Macri endurece el tono: ahora cuestionan la economía libertaria

La relación entre el PRO y el Gobierno de Javier Milei atraviesa uno de sus momentos más tensos. Mientras crecen las presiones para que Manuel Adorni deje su cargo como jefe de Gabinete, el partido que conduce Mauricio Macri decidió avanzar sobre otro terreno sensible: la economía.

A través de la Fundación Pensar, el principal espacio técnico e ideológico del PRO, el macrismo difundió un informe que representa hasta ahora el cuestionamiento más fuerte al modelo económico libertario desde el inicio de la gestión. El documento plantea que la recuperación económica no está llegando a todos los sectores y contradice la idea oficial de que el crecimiento terminará derramándose sobre el conjunto de la sociedad.

Del caso Adorni a las críticas económicas

La publicación del informe no parece casual.

Llega en medio del enfrentamiento abierto entre el PRO y la Casa Rosada por la situación de Manuel Adorni. En los últimos días, dirigentes macristas reclamaron explicaciones públicas y promovieron iniciativas parlamentarias para que el funcionario responda por las denuncias vinculadas a su patrimonio. Incluso algunos referentes plantearon abiertamente que debería dejar el cargo.

En ese contexto, el documento de la Fundación Pensar fue leído en la política como algo más que un análisis técnico. También funciona como una señal de autonomía de Mauricio Macri frente a un Gobierno con el que comparte buena parte del electorado, pero del que busca diferenciarse cada vez más.

El diagnóstico que incomoda al oficialismo

Según el informe, basado en datos del INDEC y estudios de opinión, la economía muestra una recuperación desigual, con sectores claramente beneficiados y otros que continúan atravesando dificultades. La construcción y parte de la industria aparecen entre las actividades más afectadas por el actual esquema económico.

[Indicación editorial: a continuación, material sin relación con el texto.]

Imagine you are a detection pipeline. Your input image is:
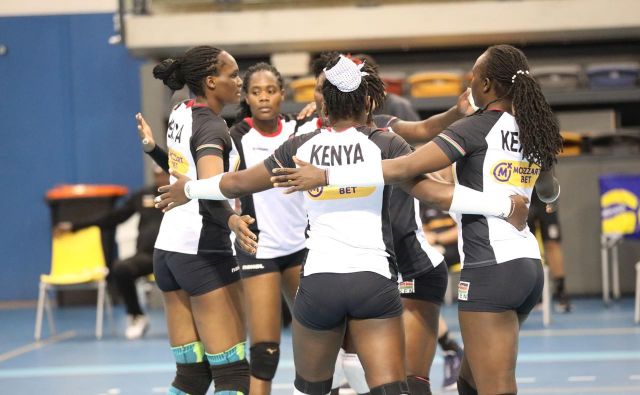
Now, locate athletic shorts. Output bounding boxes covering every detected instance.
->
[398,262,449,305]
[458,258,544,315]
[236,246,307,278]
[393,232,440,280]
[293,272,402,331]
[153,248,240,296]
[527,192,562,242]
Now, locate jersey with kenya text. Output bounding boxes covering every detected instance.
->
[434,111,540,267]
[230,116,307,259]
[155,100,233,255]
[264,127,411,279]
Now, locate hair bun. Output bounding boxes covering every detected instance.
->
[153,57,185,91]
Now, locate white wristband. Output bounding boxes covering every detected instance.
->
[184,173,228,200]
[449,184,512,218]
[327,164,384,187]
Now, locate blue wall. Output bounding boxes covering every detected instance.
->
[0,14,143,300]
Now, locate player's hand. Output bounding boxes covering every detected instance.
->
[228,214,258,255]
[136,113,156,152]
[154,170,191,213]
[296,101,316,120]
[507,195,529,231]
[271,156,327,194]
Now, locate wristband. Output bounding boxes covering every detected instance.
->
[449,184,515,219]
[184,173,228,200]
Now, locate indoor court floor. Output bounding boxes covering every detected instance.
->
[0,298,640,395]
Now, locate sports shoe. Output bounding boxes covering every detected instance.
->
[124,315,149,340]
[442,349,464,391]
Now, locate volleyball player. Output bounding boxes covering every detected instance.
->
[157,57,526,394]
[230,63,307,395]
[137,46,255,394]
[275,45,562,395]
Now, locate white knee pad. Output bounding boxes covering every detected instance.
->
[342,353,369,394]
[331,349,346,388]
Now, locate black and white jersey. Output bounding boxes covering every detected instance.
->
[264,127,411,278]
[230,116,307,259]
[373,115,444,280]
[433,111,540,267]
[155,100,233,255]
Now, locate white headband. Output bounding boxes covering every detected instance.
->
[324,55,368,92]
[511,70,529,84]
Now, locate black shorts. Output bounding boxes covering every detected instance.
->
[393,232,440,280]
[458,258,544,315]
[153,248,240,296]
[398,262,449,305]
[236,246,307,278]
[293,272,402,331]
[527,191,562,242]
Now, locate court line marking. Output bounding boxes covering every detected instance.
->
[0,331,77,363]
[0,351,640,378]
[518,386,640,395]
[567,376,596,383]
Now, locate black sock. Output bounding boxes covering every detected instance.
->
[438,331,461,352]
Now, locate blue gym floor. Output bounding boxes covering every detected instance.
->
[0,299,640,395]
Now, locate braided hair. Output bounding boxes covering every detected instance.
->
[236,62,284,122]
[322,57,384,122]
[482,44,562,170]
[153,45,222,96]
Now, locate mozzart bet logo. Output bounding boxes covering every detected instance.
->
[169,148,189,174]
[307,186,376,200]
[491,160,540,188]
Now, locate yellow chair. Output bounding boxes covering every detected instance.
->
[34,226,112,340]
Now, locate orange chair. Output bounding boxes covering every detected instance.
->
[34,226,113,340]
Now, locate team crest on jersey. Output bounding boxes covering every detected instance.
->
[458,281,471,300]
[491,160,540,188]
[307,186,376,200]
[169,148,189,174]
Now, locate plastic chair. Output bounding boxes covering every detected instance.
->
[34,226,113,340]
[600,174,640,304]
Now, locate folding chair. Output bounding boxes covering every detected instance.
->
[34,226,113,340]
[600,174,640,304]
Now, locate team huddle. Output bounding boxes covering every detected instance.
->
[137,45,562,395]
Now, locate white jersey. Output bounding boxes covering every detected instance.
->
[155,100,233,255]
[230,116,307,259]
[434,111,540,267]
[264,128,411,278]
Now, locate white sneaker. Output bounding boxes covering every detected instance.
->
[124,315,149,340]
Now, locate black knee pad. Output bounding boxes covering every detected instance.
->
[249,343,280,381]
[407,376,431,395]
[211,359,249,395]
[458,377,478,395]
[171,361,211,395]
[371,381,409,395]
[293,372,333,395]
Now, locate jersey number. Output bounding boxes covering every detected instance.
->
[167,121,184,143]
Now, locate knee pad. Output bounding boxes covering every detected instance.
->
[211,359,249,395]
[407,376,431,395]
[458,377,478,395]
[371,381,409,395]
[171,361,211,395]
[342,353,369,394]
[249,343,280,381]
[293,372,333,395]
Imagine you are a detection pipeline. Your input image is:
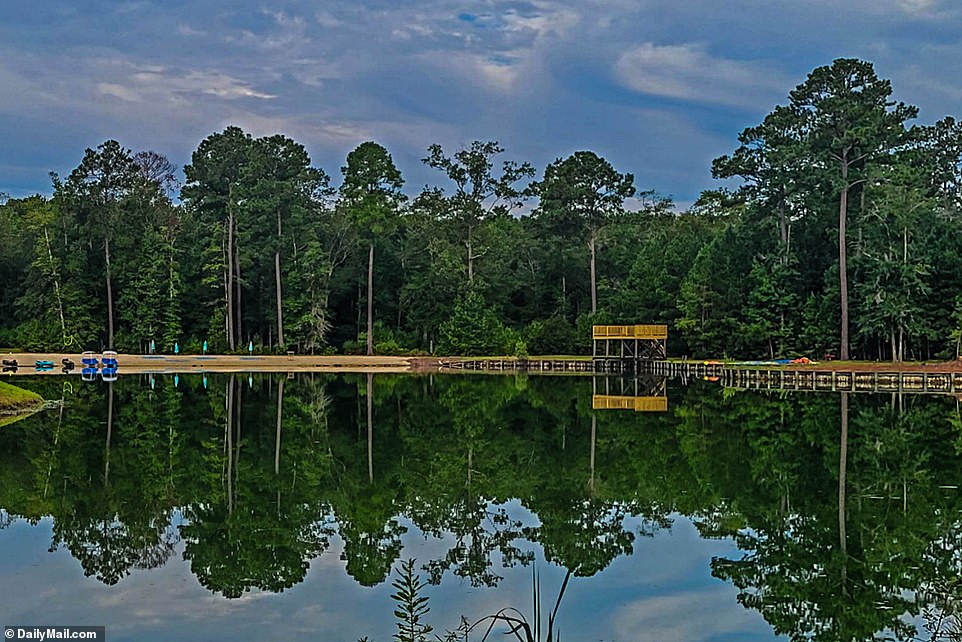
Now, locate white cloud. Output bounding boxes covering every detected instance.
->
[97,62,276,103]
[97,82,142,103]
[613,587,768,642]
[615,42,792,108]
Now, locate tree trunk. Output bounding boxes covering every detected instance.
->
[588,413,598,495]
[104,236,114,350]
[838,156,849,361]
[274,210,284,348]
[464,226,474,283]
[224,375,235,515]
[274,377,284,475]
[367,372,374,484]
[367,241,374,356]
[43,225,67,338]
[838,392,848,590]
[234,220,244,344]
[588,230,598,314]
[104,383,114,486]
[225,192,237,352]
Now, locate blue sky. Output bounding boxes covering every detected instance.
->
[0,0,962,206]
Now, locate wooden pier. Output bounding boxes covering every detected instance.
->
[591,325,668,362]
[642,361,962,395]
[440,358,595,374]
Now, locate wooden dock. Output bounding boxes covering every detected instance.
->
[439,358,595,374]
[640,361,962,395]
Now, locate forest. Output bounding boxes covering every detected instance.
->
[0,59,962,360]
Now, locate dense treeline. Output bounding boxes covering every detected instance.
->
[0,59,962,359]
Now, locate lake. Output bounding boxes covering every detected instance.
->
[0,374,962,642]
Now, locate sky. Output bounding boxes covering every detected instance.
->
[0,0,962,207]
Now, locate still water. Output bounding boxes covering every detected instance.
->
[0,374,962,642]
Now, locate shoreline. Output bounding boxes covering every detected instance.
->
[0,352,962,376]
[0,352,441,376]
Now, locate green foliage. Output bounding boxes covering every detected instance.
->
[391,559,433,642]
[438,288,513,356]
[525,316,577,355]
[0,58,962,359]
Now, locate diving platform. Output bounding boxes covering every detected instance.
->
[591,325,668,370]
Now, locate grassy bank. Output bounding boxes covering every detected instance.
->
[0,381,43,418]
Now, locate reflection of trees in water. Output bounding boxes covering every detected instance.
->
[0,375,962,639]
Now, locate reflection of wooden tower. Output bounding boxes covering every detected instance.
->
[591,375,668,412]
[591,325,668,361]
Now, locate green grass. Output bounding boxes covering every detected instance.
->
[0,381,43,415]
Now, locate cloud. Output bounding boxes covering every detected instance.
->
[615,42,792,107]
[613,587,770,642]
[97,63,277,103]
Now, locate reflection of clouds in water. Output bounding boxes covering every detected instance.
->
[612,589,772,642]
[0,508,772,641]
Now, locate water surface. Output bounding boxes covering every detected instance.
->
[0,374,962,641]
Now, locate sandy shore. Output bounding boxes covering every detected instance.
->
[0,353,439,375]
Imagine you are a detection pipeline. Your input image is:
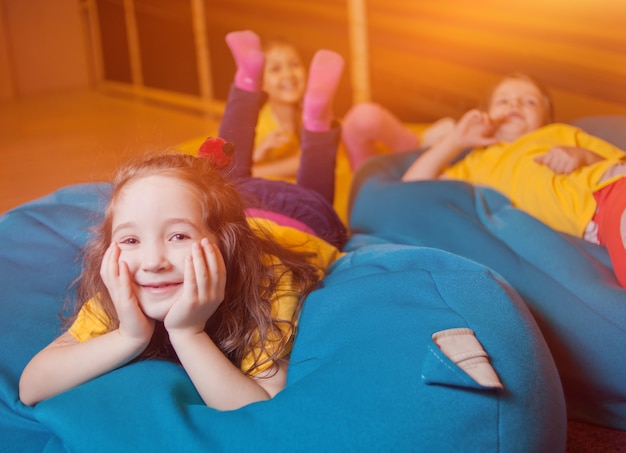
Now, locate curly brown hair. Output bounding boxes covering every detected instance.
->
[71,153,321,374]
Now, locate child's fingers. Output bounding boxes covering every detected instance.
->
[100,242,120,286]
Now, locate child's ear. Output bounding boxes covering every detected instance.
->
[198,137,235,168]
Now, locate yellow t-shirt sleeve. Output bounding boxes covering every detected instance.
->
[69,298,109,342]
[241,218,343,376]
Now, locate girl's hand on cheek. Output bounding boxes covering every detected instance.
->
[100,243,154,344]
[455,109,499,148]
[164,238,226,333]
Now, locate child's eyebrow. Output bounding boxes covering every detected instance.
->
[111,217,200,235]
[111,222,134,235]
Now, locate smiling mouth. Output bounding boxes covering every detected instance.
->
[140,282,182,293]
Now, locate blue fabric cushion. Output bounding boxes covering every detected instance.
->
[0,185,565,452]
[348,153,626,429]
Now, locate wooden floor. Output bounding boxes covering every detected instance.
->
[0,92,217,213]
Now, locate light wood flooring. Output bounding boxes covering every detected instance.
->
[0,91,218,213]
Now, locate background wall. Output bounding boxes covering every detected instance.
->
[367,0,626,120]
[0,0,626,121]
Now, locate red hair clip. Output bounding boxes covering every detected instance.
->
[198,137,235,168]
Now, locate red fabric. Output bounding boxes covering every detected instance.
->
[198,137,235,168]
[593,177,626,288]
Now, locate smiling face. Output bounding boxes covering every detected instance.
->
[489,78,550,142]
[112,175,214,321]
[263,43,306,104]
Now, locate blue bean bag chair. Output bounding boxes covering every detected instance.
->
[347,116,626,430]
[0,184,566,452]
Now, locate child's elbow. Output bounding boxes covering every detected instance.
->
[19,373,43,406]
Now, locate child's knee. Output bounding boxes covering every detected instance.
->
[342,102,383,134]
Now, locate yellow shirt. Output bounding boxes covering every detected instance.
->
[69,218,342,375]
[444,124,625,237]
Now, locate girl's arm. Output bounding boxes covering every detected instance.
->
[535,146,604,174]
[164,239,287,410]
[19,329,148,406]
[402,110,497,181]
[170,331,287,410]
[19,243,154,405]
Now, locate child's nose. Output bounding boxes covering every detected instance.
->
[141,245,170,272]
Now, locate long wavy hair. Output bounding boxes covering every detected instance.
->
[72,154,321,374]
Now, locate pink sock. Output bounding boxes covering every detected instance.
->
[226,30,265,92]
[302,50,343,132]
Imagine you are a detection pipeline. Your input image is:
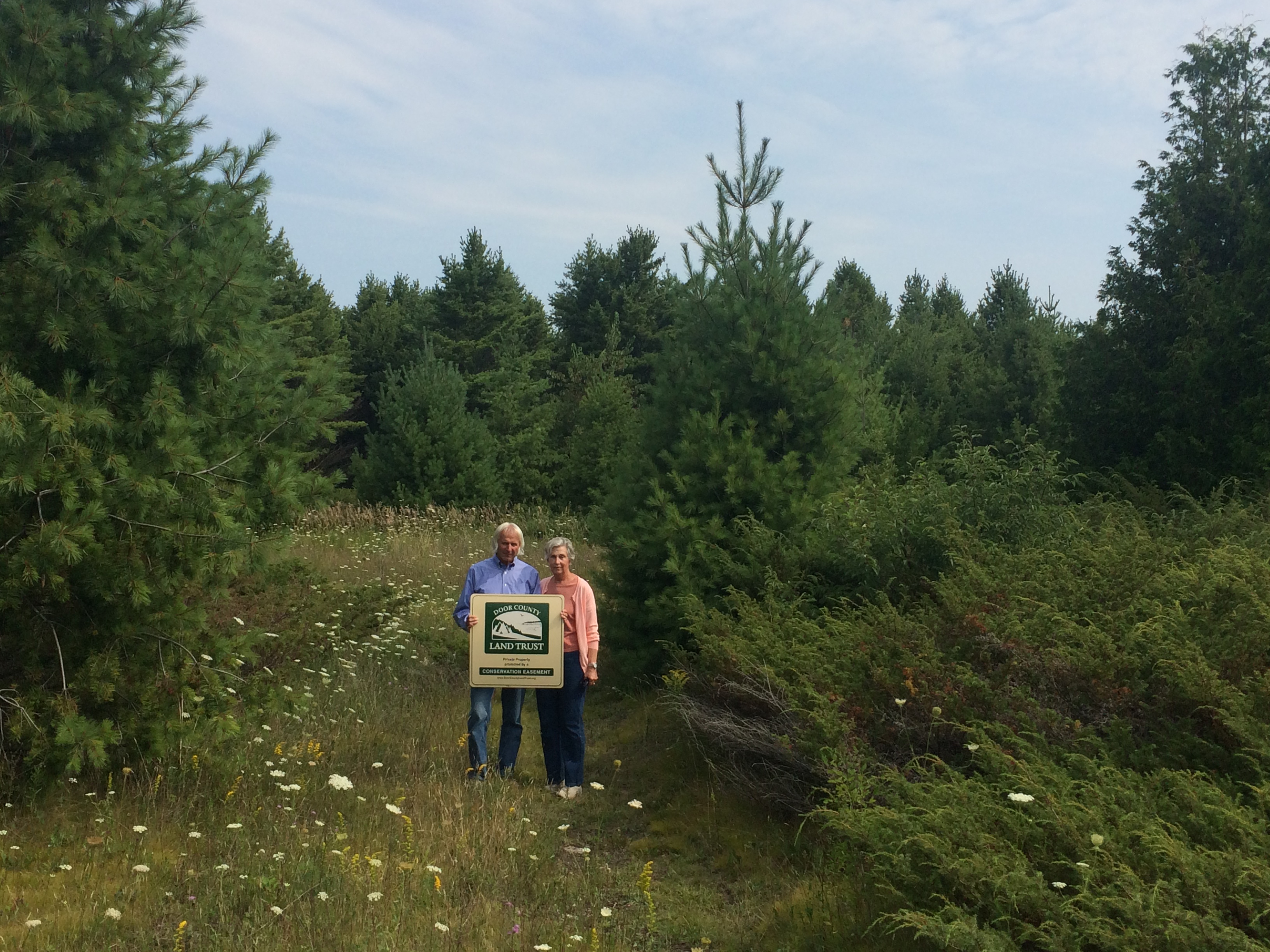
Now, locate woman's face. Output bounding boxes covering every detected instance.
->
[547,546,569,579]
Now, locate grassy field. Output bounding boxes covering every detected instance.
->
[0,508,889,952]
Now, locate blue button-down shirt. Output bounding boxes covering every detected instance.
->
[455,556,539,631]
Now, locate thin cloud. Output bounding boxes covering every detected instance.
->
[188,0,1259,317]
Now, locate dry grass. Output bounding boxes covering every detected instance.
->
[0,508,884,952]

Por eso, la Fundación Pensar propuso impulsar políticas específicas para esos sectores y volvió a poner sobre la mesa una discusión que el mileísmo rechaza: la necesidad de reactivar la obra pública como herramienta para motorizar la actividad económica y el empleo.

La postura choca con uno de los pilares del discurso libertario, basado en la reducción del gasto estatal y la mínima intervención del Estado en la economía.

Una alianza cada vez más incómoda

El movimiento del PRO expone una tensión que venía creciendo desde hace meses.

Si bien el macrismo acompañó numerosas iniciativas del Gobierno en el Congreso, distintos dirigentes comenzaron a expresar diferencias sobre aspectos centrales de la gestión. El desgaste político generado por el caso Adorni aceleró ese proceso y dejó al descubierto una relación mucho más frágil de lo que parecía.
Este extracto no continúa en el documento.